China’s Cybersecurity and Pre-emptive Cyber War

Commentary | March 14, 2011

In a 2010 White Paper, China reaffirmed its earlier international commitments to collaborate internationally for cybersecurity. China’s strongest commitments on cybersecurity came in the 2003 UN General Assembly Resolution 57/239 on “Creation of a global culture of cybersecurity” and in the 2003 Geneva Declaration of Principles of the World Summit on the Information Society. There were earlier resolutions beginning in 1999 on the implications for international security and 2001 on combating criminal misuse of information technologies.
 

Examples of such commitments can also be found in the 2009 ASEAN-China framework agreement on network and information security emergency response and the 2009 agreement within the Shanghai Cooperation Organization on information security.  In July 2006, the ASEAN Regional Forum (ARF), which included China, issued a statement that its members should implement cybercrime and cybersecurity laws “in accordance with their national conditions and by referring to relevant international instruments”.

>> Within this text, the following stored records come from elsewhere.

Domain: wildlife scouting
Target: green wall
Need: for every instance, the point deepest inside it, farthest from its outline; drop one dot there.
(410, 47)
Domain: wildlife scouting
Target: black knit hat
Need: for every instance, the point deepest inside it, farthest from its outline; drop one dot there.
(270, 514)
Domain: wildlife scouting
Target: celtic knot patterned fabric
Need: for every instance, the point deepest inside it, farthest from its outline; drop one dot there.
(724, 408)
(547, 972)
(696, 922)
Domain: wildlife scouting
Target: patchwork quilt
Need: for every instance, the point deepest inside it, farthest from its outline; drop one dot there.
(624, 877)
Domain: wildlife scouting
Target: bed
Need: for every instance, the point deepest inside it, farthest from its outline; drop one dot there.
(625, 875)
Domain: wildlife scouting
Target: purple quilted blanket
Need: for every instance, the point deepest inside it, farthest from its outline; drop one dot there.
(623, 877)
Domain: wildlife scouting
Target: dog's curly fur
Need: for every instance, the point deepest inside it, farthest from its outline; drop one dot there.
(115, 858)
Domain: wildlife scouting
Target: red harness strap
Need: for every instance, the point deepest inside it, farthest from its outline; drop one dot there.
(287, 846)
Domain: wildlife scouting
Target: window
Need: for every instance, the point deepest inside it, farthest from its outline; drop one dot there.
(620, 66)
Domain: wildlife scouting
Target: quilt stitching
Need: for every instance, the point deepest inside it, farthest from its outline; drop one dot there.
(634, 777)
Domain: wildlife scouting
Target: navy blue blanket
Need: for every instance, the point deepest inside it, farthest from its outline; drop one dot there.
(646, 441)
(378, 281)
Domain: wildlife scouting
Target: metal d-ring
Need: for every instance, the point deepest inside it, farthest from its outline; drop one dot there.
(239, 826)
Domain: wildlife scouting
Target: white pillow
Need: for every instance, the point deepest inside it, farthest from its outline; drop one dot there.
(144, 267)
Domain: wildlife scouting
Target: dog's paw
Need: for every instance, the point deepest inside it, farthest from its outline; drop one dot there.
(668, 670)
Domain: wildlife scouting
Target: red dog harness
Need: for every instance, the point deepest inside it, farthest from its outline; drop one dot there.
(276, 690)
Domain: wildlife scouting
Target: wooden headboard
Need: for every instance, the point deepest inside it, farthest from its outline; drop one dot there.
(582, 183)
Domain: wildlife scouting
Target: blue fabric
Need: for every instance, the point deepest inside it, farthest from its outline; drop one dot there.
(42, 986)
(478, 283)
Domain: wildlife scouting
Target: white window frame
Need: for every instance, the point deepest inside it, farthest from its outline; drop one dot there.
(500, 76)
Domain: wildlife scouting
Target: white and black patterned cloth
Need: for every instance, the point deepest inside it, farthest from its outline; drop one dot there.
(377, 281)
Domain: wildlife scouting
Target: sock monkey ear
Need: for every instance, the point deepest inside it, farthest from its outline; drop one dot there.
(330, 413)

The ARF has also called on its members to collaborate in addressing criminal, including terrorist, misuse of cyber space.  China Japan, Korea have agreed a work plan that “includes projects on network and information security policies and mechanisms, joint response to cyber attacks (including hacking and viruses), information exchange on online privacy protection information, and creation of a Working Group to promote this cooperation” The APEC Working Group on Telecommunications agreed an action plan for 2010-2015 that included “fostering a safe and trusted ICT environment”, the security of networked systems, sharing of best practice approaches, joint technical cooperation, and cybersecurity awareness initiatives. The plan commits members to work with industry. In January 2011, the United States and China committed for the first time at head of state level to work together on a bilateral basis on issues of cybersecurity.

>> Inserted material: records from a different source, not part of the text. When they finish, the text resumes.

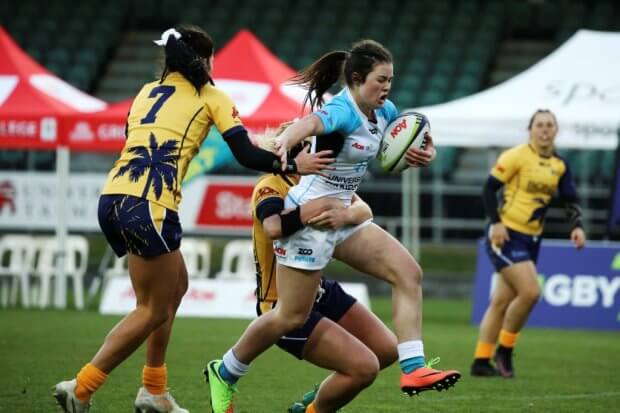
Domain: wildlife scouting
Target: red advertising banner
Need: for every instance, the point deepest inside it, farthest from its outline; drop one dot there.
(226, 206)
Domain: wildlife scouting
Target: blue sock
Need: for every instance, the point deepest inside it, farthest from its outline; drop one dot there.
(411, 364)
(227, 376)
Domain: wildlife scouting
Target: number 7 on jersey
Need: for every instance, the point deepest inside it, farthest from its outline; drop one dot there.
(165, 91)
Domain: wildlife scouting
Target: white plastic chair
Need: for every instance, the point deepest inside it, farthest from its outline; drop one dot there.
(197, 256)
(18, 251)
(241, 253)
(76, 261)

China is clearly on an institutional pathway of collaboration for cybersecurity. So what are the challenges? As the CEO of McAfee, Dave DeWalt noted in January 2010, some 20 countries seemed to be involved in a cyber arms race. He cited a survey commissioned by McAfee of around 600 IT executives worldwide which showed that 60 per cent believed that most attacks were government-initiated, with roughly equal numbers (36 and 33 per cent) seeing the United States and China as the main villains. But as the McAfee poll result suggests, the biggest challenges may not be just inside China itself. We are all familiar with the political and social situation in China. That presents a large enough set of problems for international collaboration from the perspective of countries like the United States.
 
This was made plain by the United States Secretary of State, Hillary Clinton, on 15 February this year in a famous speech on internet freedom. At the same time, the United States for its part may have not laid a very positive foundation for better international collaboration. As observed in a famous 1996 article in Foreign Affairs by Professor Joe Nye and Admiral William Owens, “The information technologies driving America's emerging military capabilities may change classic deterrence theory.” The United States went on to develop information dominance of the battlefield as a fundamental part of its military strategy. It was quite within its rights to do so. But events since 1996 have shown how profoundly this change of strategy did shift the calculus of deterrence between China and the United States.

The question to pose is how much does the American cyberwar doctrine, essentially a pre-emptive doctrine of “strategic strike in milliseconds”, contribute to China’s current patterns of cyber espionage and cyber operations internationally. If pre-emptive war is not credited much legitimacy in the world at large, then perhaps it is time to understand how a United States doctrine of pre-emptive cyber war may be driving Chinese responses -- and vice versa.